Motion in a Plane
Scalars and Vectors
A quantity with magnitude only is called scalar quantity. A quantity with both magnitude and direction is called vector quantity.
Position and Displacement
The following figure shows positions of an object at different times.
Let O be the origin. Let P and P' are positions of the object at times t and t' respectively. Let us join O and P by a straight line. Then OP is the position vector of object at time t. Similarly, OP' is the position vector of object at time t'. Let OP represented by r and OP' represented by r'. If the object moves from P to P' then PP' is displacement vector of object. Displacement vector is the straight line joining the initial and final positions.
The second figure shows different paths of object which are PABCQ, PDQ and PBEFQ. No matter which path the object follows, its displacement vector will always be PQ. So, it can be said that the magnitude of displacement is either less than or equal to the path length of object between two points.
Equality of Vectors
Two vectors A and B are equal if, and only if, they have same magnitude and same direction.
The first figure shows two vectors A and B which are shown by parallel lines OP and QS. If we move OP towards QS, a time will come when O is coincident with Q, and P is coincident with S, it will show that OP and QS can become coincident. This will also show that A is equal to B.
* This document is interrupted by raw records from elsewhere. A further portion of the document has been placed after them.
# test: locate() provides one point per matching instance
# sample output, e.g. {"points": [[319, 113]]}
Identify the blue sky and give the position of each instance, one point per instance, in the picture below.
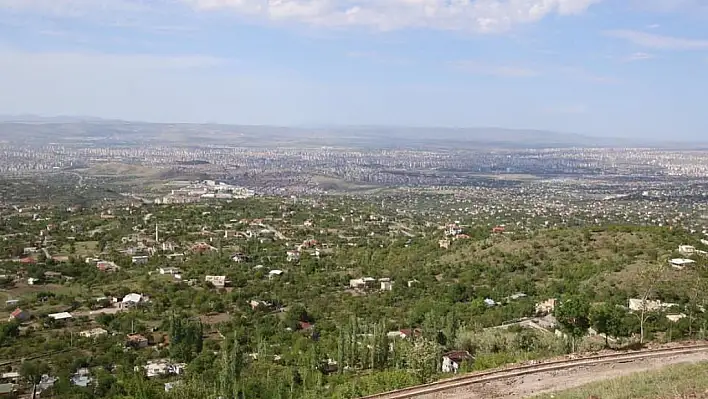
{"points": [[628, 68]]}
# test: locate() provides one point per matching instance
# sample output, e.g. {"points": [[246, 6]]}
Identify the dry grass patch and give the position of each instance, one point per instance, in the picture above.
{"points": [[680, 381]]}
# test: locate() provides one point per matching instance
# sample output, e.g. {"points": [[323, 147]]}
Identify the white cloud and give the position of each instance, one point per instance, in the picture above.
{"points": [[481, 68], [567, 109], [638, 56], [658, 42], [485, 16], [74, 8], [126, 62]]}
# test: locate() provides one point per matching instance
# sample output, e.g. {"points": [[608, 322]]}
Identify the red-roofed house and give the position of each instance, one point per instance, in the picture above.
{"points": [[19, 315]]}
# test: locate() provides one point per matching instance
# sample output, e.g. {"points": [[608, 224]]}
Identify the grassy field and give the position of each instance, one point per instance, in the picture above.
{"points": [[680, 381]]}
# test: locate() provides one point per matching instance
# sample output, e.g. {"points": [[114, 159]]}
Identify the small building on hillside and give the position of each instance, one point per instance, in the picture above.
{"points": [[217, 281], [687, 250], [93, 333], [140, 259], [679, 264], [136, 341], [60, 316], [637, 305], [275, 273], [361, 283], [546, 307], [452, 361], [131, 300], [293, 256]]}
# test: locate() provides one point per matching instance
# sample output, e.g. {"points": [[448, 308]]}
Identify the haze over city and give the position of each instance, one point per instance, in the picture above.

The second figure shows two vectors A' and B' which have equal magnitude but different directions. No matter how much we move one vector towards another, their heads and tails will not become coincident at the same time. So, A' and B' are not equal.
Multiplication of Vectors by Real Numbers
When we multiply a vector A with a positive number λ we get a vector whose magnitude is changed by the factor λ but direction remains the same.
|λA|= λ|A| if λ > 0
When we multiply a given vector by negative number we get another vector with direction opposite to direction of given vector and magnitude is λ times the given vector.
Addition and Subtraction of Vectors:
Vectors obey the triangle law of addition or equivalently the parallelogram law of addition.
Let us assume there are two vectors A and B lying in the same plane. Let us place B so that its tail is at the head of vector A. Now, join the tail of A to head of B by a line OQ which represents the vector R. In this case, R = A + B. The third figure shows R = B + A
Addition of vectors is commutative which means:
A + B = B + A
Addition of vectors obeys the law of associative property, which means:
(A + B) + C = A + (B + C)
When we add two equal and opposite vectors, we get null as result.
A – A = 0
|0| = 0
Direction of null vector cannot be specified. When we multiply a vector by zero, we get null as result.
These figures illustrate the parallelogram law of addition of vectors. Figures b and c show that parallelogram law is equivalent to triangle law of addition. If two vectors A and B are positioned in a way that their tails coincide then we make a parallelogram OQSP; as shown in figure. In this case, the diagonal OS (represented by R) gives the sum of vectors A and B. If head of A is coincident with tail of B then R gives the third side of the triangle OPS. In this case, the triangle law of addition is obeyed.